SO-ARM101 VLA Real-Robot Deployment
My main embodied AI project: teleoperation data, policy training, inference integration, real-robot rollout, and failure analysis.
Goal
This is my main embodied AI project. I built a real-robot pickup-and-putdown loop around SO-ARM101: teleoperation data collection, dataset organization, policy training, inference integration, rollout evaluation, and failure analysis.
The key value is that the work connects LeRobot/OpenPI, ACT, Diffusion Policy, SmolVLA, and pi0/pi0.5 to a physical robot task instead of staying only at paper reading or offline code execution.
Hardware and Data
- Platform: SO-ARM101 leader/follower arm setup.
- Task: pickup, transport, and putdown.
- Data: 99 episodes, about 28k frames.
- Logged signals: camera observations, joint states, actions, task stages, and success/failure notes.
Model Routes
- ACT: action chunking for low-frequency control; I focused on chunk length, motion smoothness, and accumulated error.
- Diffusion Policy: action-sequence modeling through diffusion; I focused on sampling steps, inference latency, and real-robot stability.
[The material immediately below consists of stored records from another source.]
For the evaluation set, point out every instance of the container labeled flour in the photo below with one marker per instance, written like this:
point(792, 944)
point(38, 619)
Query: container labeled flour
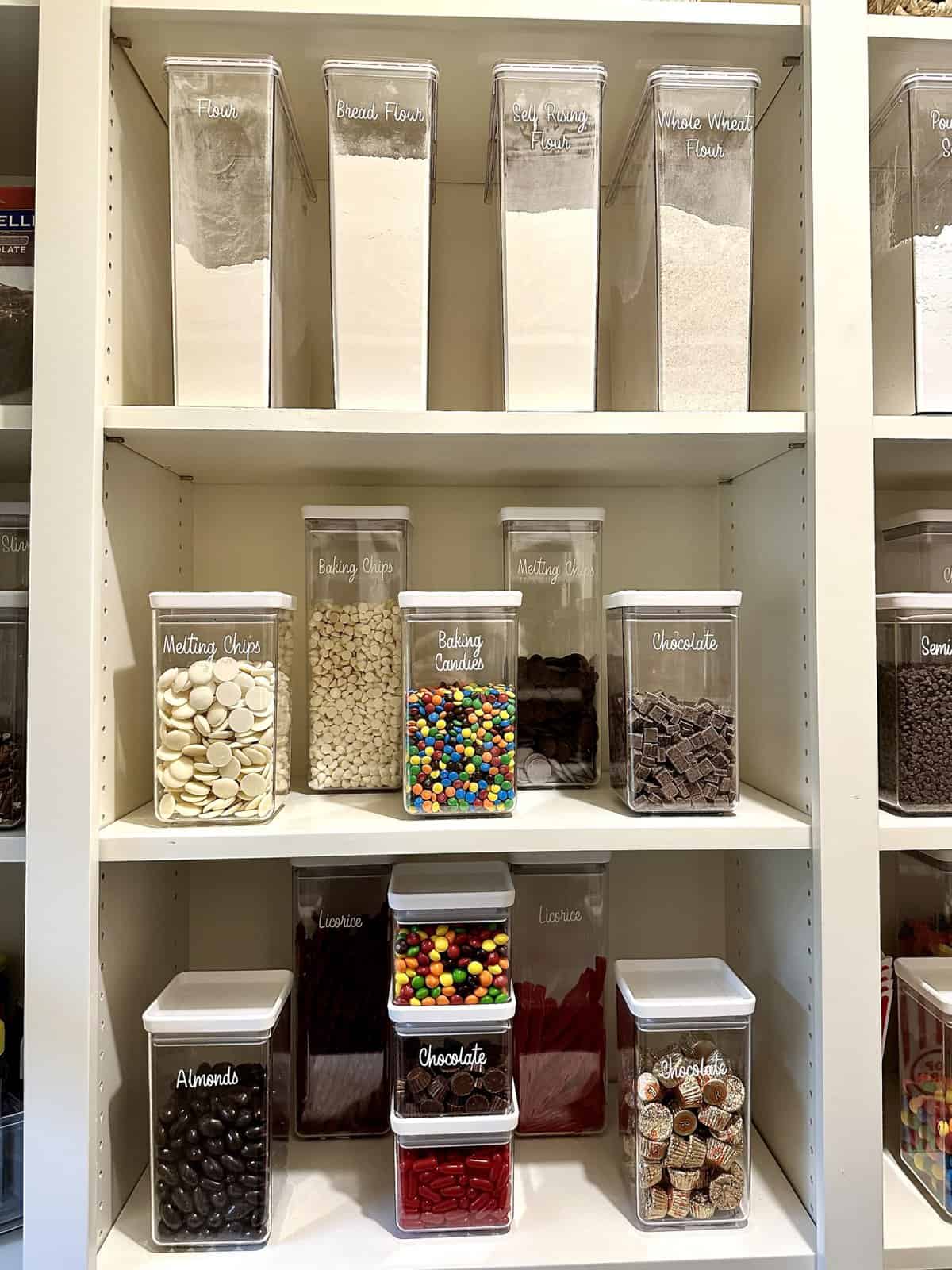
point(545, 164)
point(382, 137)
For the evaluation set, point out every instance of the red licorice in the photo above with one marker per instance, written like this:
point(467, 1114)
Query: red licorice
point(455, 1187)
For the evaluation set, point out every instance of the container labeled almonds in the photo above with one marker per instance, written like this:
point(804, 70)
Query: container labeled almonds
point(222, 704)
point(683, 1091)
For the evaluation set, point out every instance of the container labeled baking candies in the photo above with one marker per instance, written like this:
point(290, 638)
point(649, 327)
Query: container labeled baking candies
point(685, 1091)
point(460, 664)
point(222, 704)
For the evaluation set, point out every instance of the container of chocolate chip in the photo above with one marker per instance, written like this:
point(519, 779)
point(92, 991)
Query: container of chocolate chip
point(673, 698)
point(554, 554)
point(220, 1105)
point(685, 1091)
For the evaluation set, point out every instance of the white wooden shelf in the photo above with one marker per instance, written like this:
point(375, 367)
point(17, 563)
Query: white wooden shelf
point(571, 1210)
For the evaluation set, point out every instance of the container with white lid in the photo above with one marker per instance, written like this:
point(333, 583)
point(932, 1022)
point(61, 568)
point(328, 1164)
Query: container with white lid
point(240, 194)
point(543, 164)
point(222, 704)
point(382, 152)
point(914, 691)
point(357, 564)
point(685, 1091)
point(916, 552)
point(219, 1096)
point(555, 556)
point(673, 698)
point(911, 144)
point(460, 664)
point(466, 1162)
point(681, 233)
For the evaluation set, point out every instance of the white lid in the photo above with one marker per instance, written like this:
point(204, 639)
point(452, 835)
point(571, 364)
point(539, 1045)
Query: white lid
point(700, 987)
point(672, 600)
point(347, 512)
point(460, 598)
point(220, 1003)
point(551, 514)
point(225, 600)
point(455, 1128)
point(441, 887)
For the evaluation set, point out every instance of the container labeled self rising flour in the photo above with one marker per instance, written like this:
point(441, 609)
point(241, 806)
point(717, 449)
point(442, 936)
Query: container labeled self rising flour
point(382, 145)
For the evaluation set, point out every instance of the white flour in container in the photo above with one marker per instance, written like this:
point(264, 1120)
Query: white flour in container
point(380, 234)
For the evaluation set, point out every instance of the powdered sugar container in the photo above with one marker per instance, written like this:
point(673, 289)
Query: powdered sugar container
point(382, 150)
point(240, 190)
point(545, 163)
point(912, 237)
point(685, 1092)
point(682, 244)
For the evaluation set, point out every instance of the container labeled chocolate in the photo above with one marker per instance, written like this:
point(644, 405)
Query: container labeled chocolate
point(342, 1038)
point(219, 1094)
point(451, 940)
point(673, 698)
point(455, 1176)
point(554, 554)
point(560, 929)
point(685, 1091)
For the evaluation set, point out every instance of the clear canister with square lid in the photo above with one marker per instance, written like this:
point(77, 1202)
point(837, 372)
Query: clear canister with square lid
point(222, 704)
point(555, 556)
point(685, 1091)
point(460, 666)
point(673, 698)
point(357, 565)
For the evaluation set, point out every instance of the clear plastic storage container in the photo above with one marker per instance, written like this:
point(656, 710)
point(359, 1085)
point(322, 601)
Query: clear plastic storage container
point(673, 698)
point(685, 1091)
point(924, 988)
point(240, 190)
point(220, 1103)
point(460, 664)
point(545, 164)
point(382, 150)
point(455, 1176)
point(682, 244)
point(222, 692)
point(555, 556)
point(342, 1038)
point(357, 565)
point(560, 929)
point(912, 241)
point(451, 941)
point(914, 690)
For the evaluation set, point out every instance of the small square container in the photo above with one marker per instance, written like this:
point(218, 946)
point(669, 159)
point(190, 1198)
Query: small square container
point(673, 698)
point(455, 1176)
point(555, 556)
point(685, 1092)
point(357, 565)
point(342, 1039)
point(545, 165)
point(451, 933)
point(382, 152)
point(240, 192)
point(560, 927)
point(460, 666)
point(911, 145)
point(220, 1102)
point(681, 229)
point(222, 704)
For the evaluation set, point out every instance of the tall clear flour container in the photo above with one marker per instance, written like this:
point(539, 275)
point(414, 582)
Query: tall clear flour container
point(240, 190)
point(382, 149)
point(682, 244)
point(545, 165)
point(357, 565)
point(673, 698)
point(911, 146)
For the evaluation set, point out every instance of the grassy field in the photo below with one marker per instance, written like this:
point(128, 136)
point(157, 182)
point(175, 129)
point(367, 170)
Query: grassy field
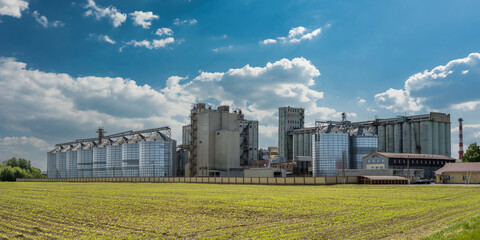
point(177, 210)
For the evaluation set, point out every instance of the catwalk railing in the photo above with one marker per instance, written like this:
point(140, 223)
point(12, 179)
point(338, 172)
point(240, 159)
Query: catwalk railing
point(213, 180)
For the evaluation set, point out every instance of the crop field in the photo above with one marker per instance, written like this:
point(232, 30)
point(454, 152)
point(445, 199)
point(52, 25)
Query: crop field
point(181, 210)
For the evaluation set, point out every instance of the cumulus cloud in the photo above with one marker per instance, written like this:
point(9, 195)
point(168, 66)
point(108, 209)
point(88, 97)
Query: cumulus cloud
point(42, 20)
point(143, 19)
point(178, 22)
point(454, 85)
point(154, 44)
point(222, 49)
point(164, 31)
point(295, 35)
point(13, 8)
point(111, 12)
point(101, 38)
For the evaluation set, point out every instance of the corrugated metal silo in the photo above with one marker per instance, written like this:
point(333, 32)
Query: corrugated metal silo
point(426, 142)
point(130, 157)
point(157, 156)
point(407, 137)
point(435, 138)
point(381, 138)
point(441, 138)
point(300, 144)
point(100, 159)
point(448, 146)
point(62, 163)
point(85, 161)
point(114, 158)
point(72, 163)
point(52, 164)
point(397, 138)
point(390, 138)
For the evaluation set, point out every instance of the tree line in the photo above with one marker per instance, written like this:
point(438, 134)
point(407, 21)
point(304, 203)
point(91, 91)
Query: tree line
point(14, 168)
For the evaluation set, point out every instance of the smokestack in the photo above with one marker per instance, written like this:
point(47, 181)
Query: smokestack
point(460, 136)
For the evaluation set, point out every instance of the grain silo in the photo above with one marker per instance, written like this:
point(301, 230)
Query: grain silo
point(157, 156)
point(52, 163)
point(62, 162)
point(85, 160)
point(114, 158)
point(72, 171)
point(100, 159)
point(130, 156)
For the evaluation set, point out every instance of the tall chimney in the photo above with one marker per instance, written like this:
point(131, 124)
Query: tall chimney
point(460, 135)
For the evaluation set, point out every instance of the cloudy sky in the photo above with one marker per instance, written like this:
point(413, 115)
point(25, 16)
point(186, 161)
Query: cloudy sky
point(67, 67)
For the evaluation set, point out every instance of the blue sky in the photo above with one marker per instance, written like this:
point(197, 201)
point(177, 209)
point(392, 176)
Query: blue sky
point(68, 67)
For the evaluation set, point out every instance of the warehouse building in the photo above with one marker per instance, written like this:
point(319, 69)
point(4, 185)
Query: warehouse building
point(146, 153)
point(427, 162)
point(459, 173)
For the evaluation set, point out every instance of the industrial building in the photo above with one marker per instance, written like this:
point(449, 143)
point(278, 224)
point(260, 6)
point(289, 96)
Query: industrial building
point(146, 153)
point(459, 173)
point(419, 134)
point(289, 118)
point(340, 145)
point(429, 163)
point(220, 141)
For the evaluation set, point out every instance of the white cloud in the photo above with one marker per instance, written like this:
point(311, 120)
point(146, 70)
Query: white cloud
point(101, 38)
point(13, 8)
point(143, 19)
point(42, 20)
point(110, 12)
point(154, 44)
point(268, 41)
point(222, 49)
point(57, 107)
point(295, 35)
point(164, 31)
point(178, 22)
point(451, 86)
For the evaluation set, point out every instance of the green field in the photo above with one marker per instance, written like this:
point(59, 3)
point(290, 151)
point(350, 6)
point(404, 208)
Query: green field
point(178, 210)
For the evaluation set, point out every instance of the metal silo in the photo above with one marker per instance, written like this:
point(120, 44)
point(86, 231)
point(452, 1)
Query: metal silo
point(448, 146)
point(157, 156)
point(72, 163)
point(426, 142)
point(435, 138)
point(62, 163)
point(407, 138)
point(441, 138)
point(397, 138)
point(381, 138)
point(390, 138)
point(360, 146)
point(130, 157)
point(300, 144)
point(52, 164)
point(85, 161)
point(331, 153)
point(114, 158)
point(100, 159)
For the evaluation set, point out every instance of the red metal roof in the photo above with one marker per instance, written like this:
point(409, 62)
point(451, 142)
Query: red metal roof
point(459, 167)
point(411, 155)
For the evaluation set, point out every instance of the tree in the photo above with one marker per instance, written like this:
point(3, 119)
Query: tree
point(14, 168)
point(472, 154)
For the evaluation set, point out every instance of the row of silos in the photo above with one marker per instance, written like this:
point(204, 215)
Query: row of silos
point(422, 137)
point(138, 156)
point(302, 144)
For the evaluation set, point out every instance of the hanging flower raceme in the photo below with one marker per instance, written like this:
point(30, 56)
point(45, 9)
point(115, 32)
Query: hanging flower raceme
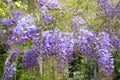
point(25, 30)
point(30, 58)
point(10, 66)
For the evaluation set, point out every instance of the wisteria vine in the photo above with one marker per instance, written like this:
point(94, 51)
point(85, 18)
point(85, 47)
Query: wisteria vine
point(97, 46)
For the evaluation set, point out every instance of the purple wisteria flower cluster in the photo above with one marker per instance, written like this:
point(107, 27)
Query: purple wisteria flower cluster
point(30, 58)
point(96, 46)
point(25, 30)
point(10, 66)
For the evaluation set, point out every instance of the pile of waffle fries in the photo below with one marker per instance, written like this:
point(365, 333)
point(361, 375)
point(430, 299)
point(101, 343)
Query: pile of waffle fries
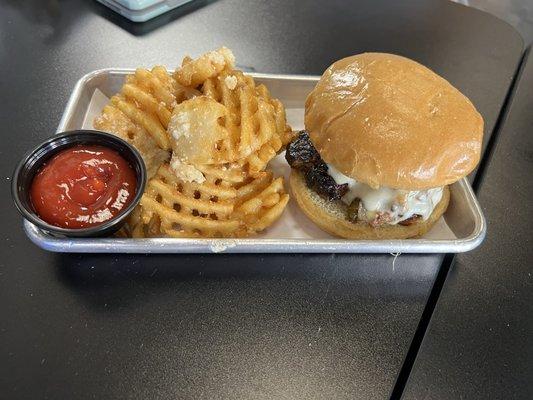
point(206, 133)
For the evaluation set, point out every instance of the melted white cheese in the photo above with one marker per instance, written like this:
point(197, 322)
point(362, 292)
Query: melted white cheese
point(394, 205)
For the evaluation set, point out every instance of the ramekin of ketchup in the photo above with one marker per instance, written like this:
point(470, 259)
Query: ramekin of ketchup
point(80, 183)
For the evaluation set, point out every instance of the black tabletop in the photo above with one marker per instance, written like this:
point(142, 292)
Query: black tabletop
point(479, 344)
point(241, 326)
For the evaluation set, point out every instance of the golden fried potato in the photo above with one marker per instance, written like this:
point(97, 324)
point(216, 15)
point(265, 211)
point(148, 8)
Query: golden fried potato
point(219, 130)
point(194, 72)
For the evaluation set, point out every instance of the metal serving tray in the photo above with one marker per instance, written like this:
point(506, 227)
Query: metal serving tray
point(462, 229)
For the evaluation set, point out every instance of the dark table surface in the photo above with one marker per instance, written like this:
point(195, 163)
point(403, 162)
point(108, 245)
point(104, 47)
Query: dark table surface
point(479, 344)
point(248, 326)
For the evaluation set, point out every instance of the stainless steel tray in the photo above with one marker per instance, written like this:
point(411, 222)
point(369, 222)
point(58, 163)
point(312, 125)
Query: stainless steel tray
point(462, 229)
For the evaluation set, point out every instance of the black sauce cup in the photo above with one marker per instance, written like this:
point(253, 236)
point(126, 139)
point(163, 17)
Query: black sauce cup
point(34, 160)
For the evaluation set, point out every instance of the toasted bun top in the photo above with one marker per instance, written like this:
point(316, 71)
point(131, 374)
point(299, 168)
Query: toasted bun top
point(386, 120)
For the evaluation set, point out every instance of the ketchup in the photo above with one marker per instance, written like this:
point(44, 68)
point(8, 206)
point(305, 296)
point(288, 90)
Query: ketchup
point(83, 186)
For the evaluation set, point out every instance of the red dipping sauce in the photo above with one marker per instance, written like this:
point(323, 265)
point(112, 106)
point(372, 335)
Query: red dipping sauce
point(83, 186)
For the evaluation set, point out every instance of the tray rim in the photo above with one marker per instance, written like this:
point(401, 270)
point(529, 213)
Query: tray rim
point(248, 245)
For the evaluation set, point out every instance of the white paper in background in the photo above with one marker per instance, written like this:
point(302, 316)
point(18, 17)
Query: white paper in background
point(293, 224)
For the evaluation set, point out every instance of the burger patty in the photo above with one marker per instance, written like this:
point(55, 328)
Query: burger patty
point(302, 155)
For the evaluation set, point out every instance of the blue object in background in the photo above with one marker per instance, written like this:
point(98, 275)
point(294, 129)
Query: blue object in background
point(142, 10)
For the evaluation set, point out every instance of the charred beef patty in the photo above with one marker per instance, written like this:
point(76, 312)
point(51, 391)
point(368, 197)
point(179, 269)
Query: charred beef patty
point(302, 155)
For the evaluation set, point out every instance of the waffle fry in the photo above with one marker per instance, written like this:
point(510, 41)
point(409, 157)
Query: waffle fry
point(174, 208)
point(221, 130)
point(112, 120)
point(234, 120)
point(140, 114)
point(194, 72)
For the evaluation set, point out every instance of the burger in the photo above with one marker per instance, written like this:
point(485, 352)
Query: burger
point(384, 137)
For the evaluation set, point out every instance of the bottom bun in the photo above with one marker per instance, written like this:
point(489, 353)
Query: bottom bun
point(331, 215)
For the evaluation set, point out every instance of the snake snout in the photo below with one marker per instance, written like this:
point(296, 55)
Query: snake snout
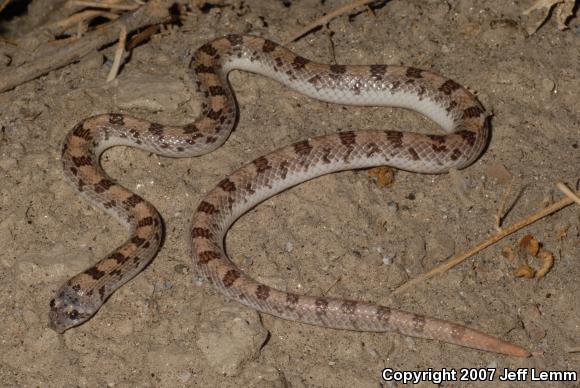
point(66, 310)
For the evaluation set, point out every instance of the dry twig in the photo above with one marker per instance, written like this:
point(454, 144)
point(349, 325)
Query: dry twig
point(328, 17)
point(118, 54)
point(92, 4)
point(457, 259)
point(48, 58)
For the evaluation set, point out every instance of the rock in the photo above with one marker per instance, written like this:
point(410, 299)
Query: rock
point(230, 337)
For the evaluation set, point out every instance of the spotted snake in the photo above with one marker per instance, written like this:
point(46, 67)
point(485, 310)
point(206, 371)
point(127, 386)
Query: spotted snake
point(444, 101)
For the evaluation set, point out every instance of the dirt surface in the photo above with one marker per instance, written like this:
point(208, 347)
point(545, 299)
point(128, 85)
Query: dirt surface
point(340, 235)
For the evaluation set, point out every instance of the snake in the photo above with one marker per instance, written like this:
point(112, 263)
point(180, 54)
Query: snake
point(456, 110)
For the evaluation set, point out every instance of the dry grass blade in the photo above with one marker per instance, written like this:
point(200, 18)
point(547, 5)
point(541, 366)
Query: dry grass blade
point(84, 16)
point(93, 4)
point(457, 259)
point(48, 58)
point(118, 54)
point(328, 17)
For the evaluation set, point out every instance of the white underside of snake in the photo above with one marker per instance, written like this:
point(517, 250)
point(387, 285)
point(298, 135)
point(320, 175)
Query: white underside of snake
point(444, 101)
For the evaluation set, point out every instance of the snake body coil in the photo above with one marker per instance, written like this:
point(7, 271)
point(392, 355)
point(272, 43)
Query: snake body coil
point(442, 100)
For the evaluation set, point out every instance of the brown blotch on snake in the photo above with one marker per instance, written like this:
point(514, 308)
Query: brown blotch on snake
point(450, 105)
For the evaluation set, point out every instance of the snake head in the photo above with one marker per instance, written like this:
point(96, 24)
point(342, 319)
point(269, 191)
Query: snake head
point(68, 309)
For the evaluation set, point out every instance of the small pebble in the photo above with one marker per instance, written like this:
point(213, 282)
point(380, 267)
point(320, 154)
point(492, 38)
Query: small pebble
point(289, 247)
point(392, 206)
point(548, 85)
point(184, 377)
point(181, 269)
point(247, 261)
point(388, 260)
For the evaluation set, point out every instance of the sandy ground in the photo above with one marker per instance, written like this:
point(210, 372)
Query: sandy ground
point(340, 235)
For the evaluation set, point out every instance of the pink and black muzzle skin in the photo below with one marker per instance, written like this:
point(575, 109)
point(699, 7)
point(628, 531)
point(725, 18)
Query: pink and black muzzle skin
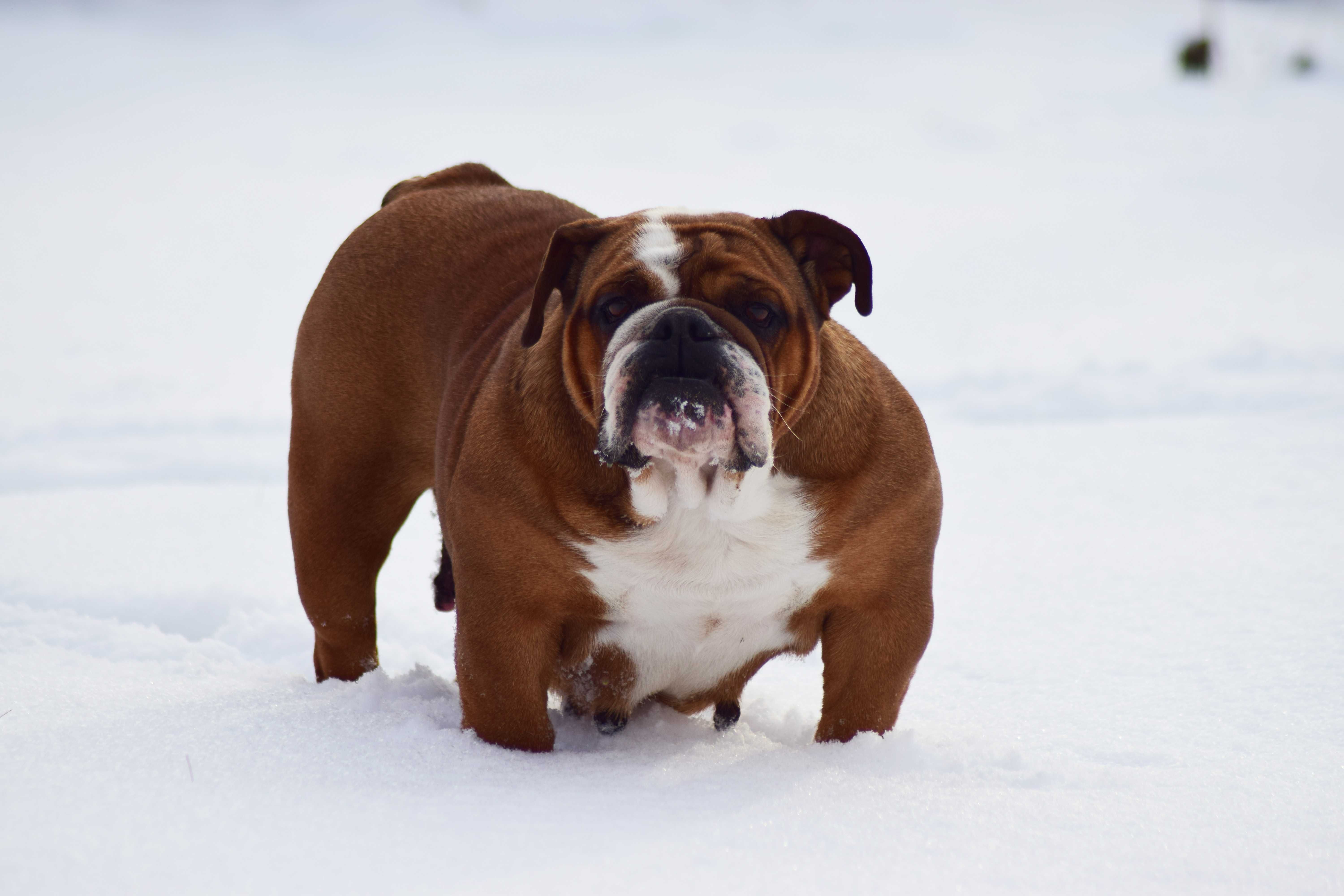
point(678, 388)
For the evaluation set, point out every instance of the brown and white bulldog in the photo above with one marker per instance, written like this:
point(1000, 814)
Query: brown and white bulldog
point(657, 459)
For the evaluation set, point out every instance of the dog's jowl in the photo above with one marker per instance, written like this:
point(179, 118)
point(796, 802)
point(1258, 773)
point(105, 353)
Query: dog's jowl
point(658, 460)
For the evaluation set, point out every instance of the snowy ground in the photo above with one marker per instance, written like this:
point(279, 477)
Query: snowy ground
point(1116, 293)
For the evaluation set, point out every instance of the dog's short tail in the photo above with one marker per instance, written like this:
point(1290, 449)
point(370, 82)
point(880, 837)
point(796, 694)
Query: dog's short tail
point(470, 174)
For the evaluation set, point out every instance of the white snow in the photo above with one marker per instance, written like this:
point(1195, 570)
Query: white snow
point(1116, 293)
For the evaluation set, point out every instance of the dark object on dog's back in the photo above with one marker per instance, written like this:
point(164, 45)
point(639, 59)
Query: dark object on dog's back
point(1197, 56)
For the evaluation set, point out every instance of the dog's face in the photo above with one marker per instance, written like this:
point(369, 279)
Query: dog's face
point(691, 339)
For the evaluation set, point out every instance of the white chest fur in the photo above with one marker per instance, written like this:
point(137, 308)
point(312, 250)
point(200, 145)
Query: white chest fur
point(705, 589)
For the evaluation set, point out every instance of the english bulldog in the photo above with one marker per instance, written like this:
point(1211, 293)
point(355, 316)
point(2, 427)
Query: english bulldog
point(658, 460)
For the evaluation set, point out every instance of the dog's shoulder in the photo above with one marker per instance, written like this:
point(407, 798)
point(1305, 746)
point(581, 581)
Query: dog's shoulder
point(470, 174)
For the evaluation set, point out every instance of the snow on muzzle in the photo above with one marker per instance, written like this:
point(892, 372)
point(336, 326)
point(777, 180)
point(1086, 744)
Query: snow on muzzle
point(678, 388)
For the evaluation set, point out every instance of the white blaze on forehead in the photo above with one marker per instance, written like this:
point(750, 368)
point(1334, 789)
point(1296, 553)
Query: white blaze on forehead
point(658, 249)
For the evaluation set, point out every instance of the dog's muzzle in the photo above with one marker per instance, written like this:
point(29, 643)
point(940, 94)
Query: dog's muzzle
point(678, 388)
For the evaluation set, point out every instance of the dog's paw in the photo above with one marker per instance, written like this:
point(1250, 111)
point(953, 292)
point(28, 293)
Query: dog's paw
point(726, 715)
point(610, 723)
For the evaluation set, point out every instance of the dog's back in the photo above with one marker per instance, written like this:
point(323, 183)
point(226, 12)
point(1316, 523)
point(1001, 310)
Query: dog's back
point(411, 311)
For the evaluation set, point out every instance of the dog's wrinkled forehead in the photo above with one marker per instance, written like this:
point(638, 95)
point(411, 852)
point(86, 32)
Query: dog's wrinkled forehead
point(658, 250)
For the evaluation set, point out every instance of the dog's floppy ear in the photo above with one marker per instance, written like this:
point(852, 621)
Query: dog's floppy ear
point(565, 258)
point(831, 256)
- SmolVLA: visual/language-conditioned action prediction; I focused on instruction format, action interface, and deployment cost.
- pi0/pi0.5: deployment validation and small-sample evaluation on SO-ARM101, not from-scratch foundation-model training.
Deployment Loop
The main engineering issues were:
- Dataset schema and training configuration consistency.
- Correct action normalization and denormalization.
- Matching relative actions with robot coordinate conventions.
- Matching action chunking with the robot control frequency.
- Inference latency, abnormal actions, and safe stop behavior.
Evaluation
The public claim is intentionally bounded: I completed the SO-ARM101 data-training-deployment loop; ACT, Diffusion Policy, and SmolVLA have rollout evidence; pi0/pi0.5 completed small-sample pickup/putdown deployment validation. The small-sample result validates the deployment pipeline, not open-world generalization.
Failure Analysis
The main real-robot failure sources are:
- Camera-view or object-initial-position shift.
- Incorrect normalization or relative-action convention.
- Inference latency causing state-action mismatch.
- Gripper timing, grasp pose, or putdown height instability.
- Limited data coverage under unseen conditions.
Next Experiments
- Expand left / center / right initial positions.
- Add object, lighting, camera-view, and language-paraphrase variations.
- Track stage pass rate instead of only final success rate.
- Compare failure types across ACT, Diffusion Policy, SmolVLA, and pi0/pi0.5.
- Use failure examples to guide the next data collection and tuning round.
Boundary
This project demonstrates real-robot data, training, deployment, evaluation, and failure-analysis ability. It should not be read as from-scratch training of a general-purpose embodied foundation model.